God was intentional with this season for me. He wanted me to see what life can look like when I just have fun with Him!! I’ve always known that ultimately the Lord is in control, but I didn’t always act like it. God gave me such a special opportunity to see how I can surrender my control to Him, have fun with that, and be led by the Spirit. It wasn’t always easy, but it was fun and, honestly, one of the most formative months of the Race so far. I knew that season was preparing me for something – I didn’t know what, just knew something was coming. Little did I know, I would be taking Amanda’s position as Team Lead for this team! God’s so funny sometimes. But even more than that, I knew this season (and the whole World Race experience) would be preparing me for whatever God has planned for my life ahead. I’m finding that letting Holy Spirit lead is the most fun and freeing thing I can do – surrender & obedience to the Father’s will.

This is how the Father wants me to live – with complete dependence on Him.

 

As my teammate Anahbelle says, “God lead & Godspeed.”

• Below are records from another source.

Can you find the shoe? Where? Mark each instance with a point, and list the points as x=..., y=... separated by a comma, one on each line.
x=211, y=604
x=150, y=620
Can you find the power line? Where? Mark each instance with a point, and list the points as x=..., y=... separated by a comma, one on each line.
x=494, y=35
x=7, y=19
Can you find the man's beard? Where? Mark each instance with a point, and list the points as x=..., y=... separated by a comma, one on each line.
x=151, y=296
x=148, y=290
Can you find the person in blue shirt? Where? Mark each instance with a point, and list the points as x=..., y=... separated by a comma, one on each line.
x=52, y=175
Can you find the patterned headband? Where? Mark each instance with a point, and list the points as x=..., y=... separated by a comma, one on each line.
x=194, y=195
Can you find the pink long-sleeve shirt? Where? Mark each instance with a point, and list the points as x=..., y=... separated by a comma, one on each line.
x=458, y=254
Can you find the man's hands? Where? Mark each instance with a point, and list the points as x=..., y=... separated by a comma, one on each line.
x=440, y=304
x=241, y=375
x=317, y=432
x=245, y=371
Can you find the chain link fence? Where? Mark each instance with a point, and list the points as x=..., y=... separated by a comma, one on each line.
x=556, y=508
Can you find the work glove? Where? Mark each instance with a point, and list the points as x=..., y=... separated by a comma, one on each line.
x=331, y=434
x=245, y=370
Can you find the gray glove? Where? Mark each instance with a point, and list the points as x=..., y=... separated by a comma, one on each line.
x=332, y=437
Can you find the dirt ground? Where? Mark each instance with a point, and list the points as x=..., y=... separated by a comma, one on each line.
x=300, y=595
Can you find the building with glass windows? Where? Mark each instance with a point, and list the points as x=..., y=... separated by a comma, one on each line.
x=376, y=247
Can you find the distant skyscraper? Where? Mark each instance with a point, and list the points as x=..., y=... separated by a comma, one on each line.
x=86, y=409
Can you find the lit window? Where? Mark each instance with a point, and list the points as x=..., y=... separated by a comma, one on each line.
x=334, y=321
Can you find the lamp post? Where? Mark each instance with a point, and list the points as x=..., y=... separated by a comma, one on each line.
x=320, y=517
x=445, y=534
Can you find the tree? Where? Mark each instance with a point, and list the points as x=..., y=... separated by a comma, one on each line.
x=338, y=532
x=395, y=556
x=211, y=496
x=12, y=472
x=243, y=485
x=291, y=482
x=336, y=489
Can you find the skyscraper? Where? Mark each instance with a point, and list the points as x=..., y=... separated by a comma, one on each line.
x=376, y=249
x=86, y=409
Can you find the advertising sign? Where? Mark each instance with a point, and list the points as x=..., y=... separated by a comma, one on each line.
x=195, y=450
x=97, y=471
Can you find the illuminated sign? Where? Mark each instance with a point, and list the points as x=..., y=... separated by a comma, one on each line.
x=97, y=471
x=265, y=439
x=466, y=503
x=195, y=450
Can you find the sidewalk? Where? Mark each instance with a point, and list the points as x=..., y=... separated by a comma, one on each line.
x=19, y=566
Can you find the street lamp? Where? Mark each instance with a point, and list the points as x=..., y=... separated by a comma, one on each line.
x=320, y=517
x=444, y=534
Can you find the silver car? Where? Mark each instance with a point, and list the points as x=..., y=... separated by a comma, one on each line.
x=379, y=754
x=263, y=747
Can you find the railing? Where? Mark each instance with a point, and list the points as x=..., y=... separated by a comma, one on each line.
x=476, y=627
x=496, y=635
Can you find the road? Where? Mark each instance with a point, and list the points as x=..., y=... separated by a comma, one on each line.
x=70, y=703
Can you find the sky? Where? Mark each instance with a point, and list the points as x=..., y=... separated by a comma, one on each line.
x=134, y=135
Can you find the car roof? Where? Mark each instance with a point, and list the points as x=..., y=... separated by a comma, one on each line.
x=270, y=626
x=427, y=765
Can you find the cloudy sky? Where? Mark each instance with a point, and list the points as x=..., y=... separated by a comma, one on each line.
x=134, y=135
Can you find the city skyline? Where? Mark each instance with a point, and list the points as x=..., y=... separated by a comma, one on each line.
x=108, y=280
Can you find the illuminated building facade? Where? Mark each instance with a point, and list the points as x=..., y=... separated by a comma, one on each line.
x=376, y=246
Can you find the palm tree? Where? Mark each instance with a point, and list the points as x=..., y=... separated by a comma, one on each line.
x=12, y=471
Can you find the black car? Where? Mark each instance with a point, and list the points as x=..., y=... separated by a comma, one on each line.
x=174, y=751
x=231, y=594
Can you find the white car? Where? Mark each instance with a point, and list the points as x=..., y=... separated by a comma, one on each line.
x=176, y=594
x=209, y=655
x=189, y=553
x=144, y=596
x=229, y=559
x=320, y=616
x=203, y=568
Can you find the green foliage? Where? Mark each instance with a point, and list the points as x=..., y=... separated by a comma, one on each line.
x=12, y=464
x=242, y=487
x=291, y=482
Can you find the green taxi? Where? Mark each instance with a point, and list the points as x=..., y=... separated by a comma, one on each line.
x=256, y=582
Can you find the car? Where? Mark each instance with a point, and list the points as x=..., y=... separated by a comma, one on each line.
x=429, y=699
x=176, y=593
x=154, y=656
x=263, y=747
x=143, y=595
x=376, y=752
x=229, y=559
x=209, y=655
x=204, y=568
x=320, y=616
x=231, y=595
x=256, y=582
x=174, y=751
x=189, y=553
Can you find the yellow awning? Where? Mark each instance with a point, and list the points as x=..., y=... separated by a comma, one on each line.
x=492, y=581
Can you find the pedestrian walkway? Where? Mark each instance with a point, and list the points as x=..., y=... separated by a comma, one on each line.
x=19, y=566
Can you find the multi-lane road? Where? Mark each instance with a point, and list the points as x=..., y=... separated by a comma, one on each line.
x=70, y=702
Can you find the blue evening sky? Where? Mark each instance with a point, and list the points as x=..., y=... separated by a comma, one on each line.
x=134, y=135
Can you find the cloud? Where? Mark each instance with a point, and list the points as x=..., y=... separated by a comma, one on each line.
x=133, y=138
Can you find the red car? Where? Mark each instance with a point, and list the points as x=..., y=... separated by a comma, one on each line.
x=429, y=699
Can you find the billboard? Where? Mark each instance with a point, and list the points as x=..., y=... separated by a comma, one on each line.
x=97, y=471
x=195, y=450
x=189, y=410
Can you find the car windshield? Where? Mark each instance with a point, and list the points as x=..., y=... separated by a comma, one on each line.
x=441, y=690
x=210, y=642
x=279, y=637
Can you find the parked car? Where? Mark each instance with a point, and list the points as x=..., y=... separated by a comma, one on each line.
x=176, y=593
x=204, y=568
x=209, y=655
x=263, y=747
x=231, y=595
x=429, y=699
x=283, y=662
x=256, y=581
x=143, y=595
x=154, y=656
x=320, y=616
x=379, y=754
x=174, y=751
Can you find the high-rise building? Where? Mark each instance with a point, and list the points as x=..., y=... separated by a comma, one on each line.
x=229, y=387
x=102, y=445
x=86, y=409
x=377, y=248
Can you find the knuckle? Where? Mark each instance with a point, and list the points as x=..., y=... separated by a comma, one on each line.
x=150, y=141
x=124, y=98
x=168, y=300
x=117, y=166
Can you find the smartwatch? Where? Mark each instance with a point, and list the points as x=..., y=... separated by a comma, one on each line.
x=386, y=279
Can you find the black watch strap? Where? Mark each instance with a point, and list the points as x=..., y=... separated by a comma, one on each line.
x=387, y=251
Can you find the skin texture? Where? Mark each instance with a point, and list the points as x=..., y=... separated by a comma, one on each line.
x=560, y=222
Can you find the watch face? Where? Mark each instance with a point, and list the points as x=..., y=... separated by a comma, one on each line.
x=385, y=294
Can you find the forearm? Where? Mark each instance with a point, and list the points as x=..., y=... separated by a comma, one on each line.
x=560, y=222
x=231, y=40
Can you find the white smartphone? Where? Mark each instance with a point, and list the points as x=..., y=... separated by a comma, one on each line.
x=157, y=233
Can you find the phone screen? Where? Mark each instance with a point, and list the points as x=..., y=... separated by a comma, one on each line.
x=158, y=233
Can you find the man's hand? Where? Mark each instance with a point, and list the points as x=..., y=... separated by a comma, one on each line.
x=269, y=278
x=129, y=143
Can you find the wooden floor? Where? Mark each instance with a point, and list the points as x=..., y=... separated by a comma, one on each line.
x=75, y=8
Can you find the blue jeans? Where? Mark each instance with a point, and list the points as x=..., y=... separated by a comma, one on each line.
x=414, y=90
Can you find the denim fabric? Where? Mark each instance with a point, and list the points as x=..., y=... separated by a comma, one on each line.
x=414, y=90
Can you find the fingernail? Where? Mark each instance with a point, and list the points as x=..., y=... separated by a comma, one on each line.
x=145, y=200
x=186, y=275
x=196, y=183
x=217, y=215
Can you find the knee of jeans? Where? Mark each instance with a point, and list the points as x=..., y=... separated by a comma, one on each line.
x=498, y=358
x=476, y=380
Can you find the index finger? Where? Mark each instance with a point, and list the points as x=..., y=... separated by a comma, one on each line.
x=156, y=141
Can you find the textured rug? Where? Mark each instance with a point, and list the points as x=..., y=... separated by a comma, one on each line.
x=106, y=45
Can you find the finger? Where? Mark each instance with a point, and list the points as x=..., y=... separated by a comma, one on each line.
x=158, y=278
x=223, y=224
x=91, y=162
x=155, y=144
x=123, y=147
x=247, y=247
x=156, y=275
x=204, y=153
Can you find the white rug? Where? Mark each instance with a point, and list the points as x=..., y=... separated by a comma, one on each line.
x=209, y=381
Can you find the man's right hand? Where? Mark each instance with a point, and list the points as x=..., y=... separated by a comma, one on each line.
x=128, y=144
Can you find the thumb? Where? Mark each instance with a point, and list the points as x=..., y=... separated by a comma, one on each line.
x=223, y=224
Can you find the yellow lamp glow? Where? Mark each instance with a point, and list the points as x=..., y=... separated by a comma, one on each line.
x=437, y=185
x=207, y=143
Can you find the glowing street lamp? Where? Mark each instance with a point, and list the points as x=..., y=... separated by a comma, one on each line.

4 responses to “Learning dependence.”

  1. I just love reading your posts! God is so good! I’m so excited for you and how your relationship with God is overflowing to others! I love the word dependence. It goes against what our society teaches, but is absolutely crucial in Jesus’ upside-down kingdom! Dependence on God and the body of Christ is what we’re created for and called to be. I love you, Fremily!

  2. Loved reading your post Emily. Trusting in the Lord to get things done has been a lesson for me on every mission. Learning that now will serve you well!

  3. Love reading your posts! Dependence is a hard thing and so glad you are learning how to do it (I still struggle with it).

  4. Love hearing your heart as well as being able to SEE how you’ve learned dependence throughout this season and truly stepping into that. Proud of you! Excited to see what else the Lord wants to teach you and how you’ll respond!